St Bridget’s Well, Ballysteen, County Clare
If you keep driving south along that Wild Atlantic Way that we heard about last week, eventually you’ll reach the ‘world-famous Cliffs of Moher’. I recommend that you keep driving. These great black cliffs, home to countless seabirds, are now scarred with a hideous tourist trap of car parks and crappy gift shops - a hugely profitable blot on the landscape. The only upside of this ‘experience’ is that it gets all the coaches off the road for a while.
As I say, keep going. You won’t have to drive far before, on your right, you see something much more interesting: one of the most-visited, and probably most interesting, holy wells in the country.
St Bridget’s Well is more than just a well. It is a grotto, a cave, a pool, a spring, a cemetery - a whole ritual landscape, in fact, perched not far from the cliffs of Clare. Named for one of Ireland’s three patrons, and perhaps one of Europe’s best known female saints, Bridget of Kildare, the ‘Mary of the Gael,’ this place is ancient, and you can feel it.
In the picture above, behind the statue of St Bridget in the flowerbed, you can see a series of steps leading upwards. Follow these and you will reach a hillock laid out with the penitential stations, at the centre of which is a tall stone cross and a brimming rag tree, and behind which is a still-used cemetery. To the left you can see a dark, arched doorway. In here is the well and the grotto.
But at this well, you don’t just pop in and have a look around. There is a ritual to be performed, which is laid out clearly on a plaque at the entrance:
I wish I could have done this round in Irish, but I did it anyway, speaking in English, and it brought a kind of simple, rooted peace. Rituals like this, just a few decades ago, were part of the pattern of everyday life in rural Ireland, as they have been in so many other countries. What is lost when these small, essential things are junked from our lives? We are only just starting to find out.
Once you have circled the flowerbed, which is full of stones marked with the names of people who have been prayed for, and circled also the tree and the cross, then you duck into the narrow, damp stone corridor which leads through the grotto to the well:
I don’t think I’ve ever seen so many offerings in one place. Hundreds and hundreds of rosaries, crosses, medallions, remembrance cards and religious ribbons, and as many personal items: photos, shoes, mugs, caps, hip flasks, glasses, items of clothing. Just to think of the stories behind each of them brings a sense of perspective, and a sense of your own fortune.
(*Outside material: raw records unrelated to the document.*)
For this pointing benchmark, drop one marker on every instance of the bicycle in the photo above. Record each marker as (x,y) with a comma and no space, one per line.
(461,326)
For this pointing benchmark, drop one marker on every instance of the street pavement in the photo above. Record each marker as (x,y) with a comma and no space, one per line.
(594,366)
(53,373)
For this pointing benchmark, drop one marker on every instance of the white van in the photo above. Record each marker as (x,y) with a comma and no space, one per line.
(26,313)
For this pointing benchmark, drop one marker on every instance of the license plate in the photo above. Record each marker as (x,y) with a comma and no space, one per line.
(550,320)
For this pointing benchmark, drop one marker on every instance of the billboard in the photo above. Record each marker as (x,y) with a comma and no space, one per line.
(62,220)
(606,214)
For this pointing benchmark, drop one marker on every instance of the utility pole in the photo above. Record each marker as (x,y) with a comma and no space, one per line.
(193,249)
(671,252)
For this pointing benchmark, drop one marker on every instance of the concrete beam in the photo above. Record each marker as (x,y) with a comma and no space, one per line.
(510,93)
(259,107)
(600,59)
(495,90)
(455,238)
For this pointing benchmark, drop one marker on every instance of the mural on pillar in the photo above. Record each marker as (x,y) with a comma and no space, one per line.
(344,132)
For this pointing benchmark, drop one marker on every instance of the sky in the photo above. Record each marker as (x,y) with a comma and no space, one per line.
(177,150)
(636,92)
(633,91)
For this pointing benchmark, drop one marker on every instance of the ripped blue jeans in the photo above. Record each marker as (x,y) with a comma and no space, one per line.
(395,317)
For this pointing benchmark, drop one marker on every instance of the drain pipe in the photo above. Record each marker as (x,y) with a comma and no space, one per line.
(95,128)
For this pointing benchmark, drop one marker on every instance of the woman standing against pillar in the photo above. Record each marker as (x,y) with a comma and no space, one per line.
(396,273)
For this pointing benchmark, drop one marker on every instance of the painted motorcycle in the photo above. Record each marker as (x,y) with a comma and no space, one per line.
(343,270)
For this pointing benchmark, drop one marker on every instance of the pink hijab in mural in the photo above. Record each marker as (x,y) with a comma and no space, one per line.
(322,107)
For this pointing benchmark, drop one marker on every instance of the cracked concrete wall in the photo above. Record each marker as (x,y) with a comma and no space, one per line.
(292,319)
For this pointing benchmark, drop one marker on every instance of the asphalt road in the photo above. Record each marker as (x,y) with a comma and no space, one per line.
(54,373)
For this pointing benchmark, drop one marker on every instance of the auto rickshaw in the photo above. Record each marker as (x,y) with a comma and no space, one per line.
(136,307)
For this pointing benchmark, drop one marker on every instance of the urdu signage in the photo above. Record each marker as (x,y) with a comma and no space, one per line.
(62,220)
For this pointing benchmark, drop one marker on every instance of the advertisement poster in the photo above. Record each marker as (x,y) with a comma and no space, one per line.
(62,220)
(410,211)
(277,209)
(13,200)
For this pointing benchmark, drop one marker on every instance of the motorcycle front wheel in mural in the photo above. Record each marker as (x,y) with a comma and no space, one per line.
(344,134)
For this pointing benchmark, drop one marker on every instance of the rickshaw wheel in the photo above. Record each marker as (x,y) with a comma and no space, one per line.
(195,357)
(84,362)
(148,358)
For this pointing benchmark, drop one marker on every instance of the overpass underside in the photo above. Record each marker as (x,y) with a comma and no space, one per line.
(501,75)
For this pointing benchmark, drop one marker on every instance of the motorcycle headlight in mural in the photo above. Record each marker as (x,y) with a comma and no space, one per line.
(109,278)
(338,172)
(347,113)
A whole community of prayer is living here.
The well itself is a pool which is fed by a waterfall, emerging from the ground under the hill:
In the pool, it is said, lives an eel. It’s a very elusive eel: only some will see it, and then only very rarely. For those who do, it brings good luck. I looked hard, but no eel. Such fortune, I think, is reserved for the properly devout.
The story goes that Bridget herself visited this well, on her way west to Connacht. According to Michael Houlihan, Clare’s foremost authority on holy wells (I recommend his book on the topic), there is also evidence that this was a pre-Christian sacred site:
Máire Mac Neill was a famous folklorist who lived in Corofin and carried out research on Liscannor in her later years. She determined that in all probability, the place where the holy well is located was originally a Lughnasa site. The Lugh referred to here was the old Irish harvest deity, whose feast day was celebrated on 1st August. When changes were made to the calendar in 1751, this feast day became 11th August, which is quite close to the the Christian celebration of the Assumption on 15th August.
When was this place first venerated? Who first determined - experienced - its sacred nature? We will never know. We can say with certainty that it was many centuries ago. We can say, too, that as you read this, the sacred waters are still flowing, and the pilgrims still come.
You can follow my ‘Fifty Holy Wells’ series as it develops by clicking on the Holy Wells link on the homepage menu.
I really like the idea that the entire pagan realm can be taken up into Christianity; that the old gods and faeries and other beings of that sort are not demonic or evil, but rather open to alignment with Jesus Christ. Yeats says in his collection of Irish folklore that according to the locals, the faeries are among the third of the angels who remained neutral in the war in Heaven. Point being, I think it's great for a Christian well to have once been pagan—not a problem in the least.
I don't have to "take a position" on the horrors in Gaze. I must remain connected to The-Universe (God) and help the ones in need nearby. News articles describing the horror serve to pull me away. Writings from The Abbey of Misrule reconnect me and perhaps will help me find my own Holly Wells.